Good luck  with your journey.
MJ1 xx


----------



## aormester (Jan 3, 2011)

Thankyou mj you have been so helpful what is the next step for you?


----------



## MJ1 (Aug 8, 2011)

Hi,
I go for round four of IVF next week. I start the down reg drugs next Saturday and our journey starts agin!  
xxx


----------



## aormester (Jan 3, 2011)

Oh how exciting can not wait to see you with good news


----------



## Emily1971 (Nov 4, 2011)

Ive just found out i have a low AMH of 1.175.  Has anyone ever got pregnant naturally with this sort of result?


----------



## aormester (Jan 3, 2011)

Emily this is the question Im asking but I want to know is if the pregnancies have been successful? We got pg in may2010 and again in June 2011 but miscarried both


----------



## Emily1971 (Nov 4, 2011)

ive read on here a lot of women having babies with low scores so I hope it works for you.  THe fact that you have managed to get pregnant twice must means your eggs are of good enough quality and you have just been really unlucky.  Ive been told that since i have to pay for treatment it wouldnt be worth my while and there is no hope really.  I still want to carry on trying though as my score wasnt zero so there may be a good egg left !  Good luck anyway.


----------



## Alimoon (Nov 15, 2011)

Hi, I'm new to this site and I too have problems with low ovarian reserve   I am 42 years old and my husband is 43. My AMH a year ago was 0.92. We tried 2 cycles of IVF but unfortunately both failed.

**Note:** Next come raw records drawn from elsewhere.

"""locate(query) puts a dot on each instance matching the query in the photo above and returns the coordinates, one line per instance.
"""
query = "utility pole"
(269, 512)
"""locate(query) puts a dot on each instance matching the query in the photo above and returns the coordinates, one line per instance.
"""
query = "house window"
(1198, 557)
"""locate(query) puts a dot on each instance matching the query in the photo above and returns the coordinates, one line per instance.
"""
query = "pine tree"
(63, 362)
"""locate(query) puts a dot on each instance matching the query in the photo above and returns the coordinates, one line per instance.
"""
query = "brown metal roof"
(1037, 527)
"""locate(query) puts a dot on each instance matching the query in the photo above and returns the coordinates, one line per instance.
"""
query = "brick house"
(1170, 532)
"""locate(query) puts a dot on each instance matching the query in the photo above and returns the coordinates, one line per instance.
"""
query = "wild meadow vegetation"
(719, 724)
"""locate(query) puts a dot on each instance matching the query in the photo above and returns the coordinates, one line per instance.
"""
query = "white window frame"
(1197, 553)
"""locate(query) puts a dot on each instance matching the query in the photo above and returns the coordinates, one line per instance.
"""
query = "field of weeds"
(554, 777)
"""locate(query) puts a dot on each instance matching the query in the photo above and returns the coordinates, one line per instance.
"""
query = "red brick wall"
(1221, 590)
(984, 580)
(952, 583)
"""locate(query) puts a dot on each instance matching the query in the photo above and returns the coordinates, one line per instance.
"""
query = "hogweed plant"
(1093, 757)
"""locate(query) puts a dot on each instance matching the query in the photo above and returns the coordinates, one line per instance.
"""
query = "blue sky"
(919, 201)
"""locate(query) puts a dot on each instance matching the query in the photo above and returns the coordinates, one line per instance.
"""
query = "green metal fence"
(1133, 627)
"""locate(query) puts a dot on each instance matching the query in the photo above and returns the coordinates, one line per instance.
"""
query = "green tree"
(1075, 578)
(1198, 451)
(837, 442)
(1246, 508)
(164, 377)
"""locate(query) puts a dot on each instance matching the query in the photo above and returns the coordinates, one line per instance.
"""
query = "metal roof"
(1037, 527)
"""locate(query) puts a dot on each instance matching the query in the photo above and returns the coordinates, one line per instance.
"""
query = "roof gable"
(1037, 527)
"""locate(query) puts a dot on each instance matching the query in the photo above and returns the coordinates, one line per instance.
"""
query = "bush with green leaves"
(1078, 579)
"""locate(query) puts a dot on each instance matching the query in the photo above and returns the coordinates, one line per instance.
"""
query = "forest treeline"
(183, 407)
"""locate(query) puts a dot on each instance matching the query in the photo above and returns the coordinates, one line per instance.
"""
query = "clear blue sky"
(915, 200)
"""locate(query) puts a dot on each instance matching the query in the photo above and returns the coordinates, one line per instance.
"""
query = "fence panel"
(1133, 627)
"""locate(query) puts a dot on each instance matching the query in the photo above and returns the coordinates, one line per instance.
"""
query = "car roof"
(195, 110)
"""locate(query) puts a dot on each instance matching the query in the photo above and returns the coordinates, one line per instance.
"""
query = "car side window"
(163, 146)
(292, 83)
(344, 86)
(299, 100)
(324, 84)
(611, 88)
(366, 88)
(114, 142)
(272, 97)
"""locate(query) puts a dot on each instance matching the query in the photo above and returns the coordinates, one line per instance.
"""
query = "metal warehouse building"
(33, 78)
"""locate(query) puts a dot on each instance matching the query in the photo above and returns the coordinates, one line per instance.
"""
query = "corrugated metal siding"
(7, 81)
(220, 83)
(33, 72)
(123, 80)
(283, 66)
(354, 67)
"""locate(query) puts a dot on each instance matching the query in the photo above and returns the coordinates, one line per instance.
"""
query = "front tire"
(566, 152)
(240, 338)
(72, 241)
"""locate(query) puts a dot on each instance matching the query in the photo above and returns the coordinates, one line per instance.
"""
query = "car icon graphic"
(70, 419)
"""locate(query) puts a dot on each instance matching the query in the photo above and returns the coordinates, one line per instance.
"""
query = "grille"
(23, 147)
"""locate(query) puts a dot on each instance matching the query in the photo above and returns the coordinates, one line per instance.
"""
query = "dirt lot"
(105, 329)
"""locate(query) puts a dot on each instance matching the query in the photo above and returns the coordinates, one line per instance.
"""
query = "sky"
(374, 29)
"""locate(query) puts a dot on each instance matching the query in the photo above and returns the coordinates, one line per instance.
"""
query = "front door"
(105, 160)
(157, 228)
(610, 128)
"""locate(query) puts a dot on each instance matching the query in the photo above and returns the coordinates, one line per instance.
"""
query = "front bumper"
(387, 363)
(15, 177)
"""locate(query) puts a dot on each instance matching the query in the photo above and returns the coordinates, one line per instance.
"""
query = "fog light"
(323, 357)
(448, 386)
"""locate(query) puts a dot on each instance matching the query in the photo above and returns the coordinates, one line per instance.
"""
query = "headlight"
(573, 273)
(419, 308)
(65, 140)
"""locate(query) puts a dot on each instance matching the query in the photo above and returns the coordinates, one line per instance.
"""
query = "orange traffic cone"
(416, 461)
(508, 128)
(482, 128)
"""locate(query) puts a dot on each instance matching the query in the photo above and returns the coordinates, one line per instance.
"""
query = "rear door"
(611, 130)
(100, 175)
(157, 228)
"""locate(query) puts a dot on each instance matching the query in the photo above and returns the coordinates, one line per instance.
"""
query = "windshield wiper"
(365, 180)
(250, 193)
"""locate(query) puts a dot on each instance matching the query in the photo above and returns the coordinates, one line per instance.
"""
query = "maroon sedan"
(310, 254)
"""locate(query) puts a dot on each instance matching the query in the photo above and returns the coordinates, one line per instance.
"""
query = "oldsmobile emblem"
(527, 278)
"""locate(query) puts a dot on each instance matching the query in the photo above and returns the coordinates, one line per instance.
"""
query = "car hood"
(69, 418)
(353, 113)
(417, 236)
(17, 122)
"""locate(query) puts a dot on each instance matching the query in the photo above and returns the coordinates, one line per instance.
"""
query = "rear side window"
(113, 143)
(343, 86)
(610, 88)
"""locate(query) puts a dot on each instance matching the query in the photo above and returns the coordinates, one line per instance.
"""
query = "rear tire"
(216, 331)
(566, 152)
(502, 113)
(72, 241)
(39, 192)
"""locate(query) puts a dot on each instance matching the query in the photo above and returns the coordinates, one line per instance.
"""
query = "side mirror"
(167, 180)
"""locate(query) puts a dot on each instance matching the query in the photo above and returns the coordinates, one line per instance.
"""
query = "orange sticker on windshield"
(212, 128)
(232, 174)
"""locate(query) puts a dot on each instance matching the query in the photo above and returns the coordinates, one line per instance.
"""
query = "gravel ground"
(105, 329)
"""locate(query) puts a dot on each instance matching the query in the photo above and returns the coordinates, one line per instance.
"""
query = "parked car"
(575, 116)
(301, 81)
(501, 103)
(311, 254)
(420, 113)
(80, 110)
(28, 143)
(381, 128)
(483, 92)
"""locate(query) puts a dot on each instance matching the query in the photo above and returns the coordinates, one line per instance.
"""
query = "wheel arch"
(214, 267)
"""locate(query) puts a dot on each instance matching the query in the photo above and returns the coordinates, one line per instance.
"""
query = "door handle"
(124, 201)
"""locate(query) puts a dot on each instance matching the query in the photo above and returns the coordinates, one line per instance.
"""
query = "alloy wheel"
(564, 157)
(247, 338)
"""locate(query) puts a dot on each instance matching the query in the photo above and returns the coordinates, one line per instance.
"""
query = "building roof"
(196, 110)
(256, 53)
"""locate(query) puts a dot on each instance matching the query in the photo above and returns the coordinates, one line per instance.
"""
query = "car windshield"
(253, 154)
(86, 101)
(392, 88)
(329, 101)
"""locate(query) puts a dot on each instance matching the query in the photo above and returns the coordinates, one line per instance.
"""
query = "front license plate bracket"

My fertility doctor then suggested I try something called DHEA, which in a couple of research trials increased the success rate of IVF and raised peoples' AMH scores. Its supposed to make the follicles more receptive to stimulation drugs.  I've been on the DHEA 12 weeks and sure enough my AMH has increased to 2.09  from 0.92. We have been advised to try IVF again. I wondered if anyone else has tried DHEA and has had any success with it? We had previously resigned ourselves to going down the egg donation route, but now with this result there's a part of me that wants to give it one more chance with my own eggs. The consultant is also suggesting that we have genetic testing done on my eggs if we do the IVF again. I'd be interested to know if anyone has had experience of this too?


----------



## poppy40 (Jan 8, 2011)

Hi Alimoon,

I took DHEA before my last cycle and am now 34 wks preg. They managed to retrieve 6 mature eggs that time compared to 3 on my first IVF cycle. My stims were upped a bit so difficult to know whether it was the increased stims or DHEA that helped. Was also advised to take baby asprin daily to help with blood flow to ovaries and uterus. One of the main reasons I took DHEA was that my cons had had good results with it and also that it can improve the quality of the eggs and reduce the chances of MC.

Unfortunately until you actually go through a cycle there's no way of knowing how many eggs you're likely to get - I do know of ladies on the 40+ IVF thread who've produced way more eggs/embroys than me with much lower AMHs than mine.

I also looked into doing array CGH testing - they can do the test on the eggs but I think its more reliable if tests are done on the actual embryos (usually on day 3). As I don't produce that many eggs/embryos (we had 4 which fertilised on the last cycle), after chatting with the embryologist we decided not to do it as we had 2 front runners and the other 2 weren't looking good - our clinic charges about £2500 extra for it. I do think its worth it if you have a few to choose from or have had several MCs.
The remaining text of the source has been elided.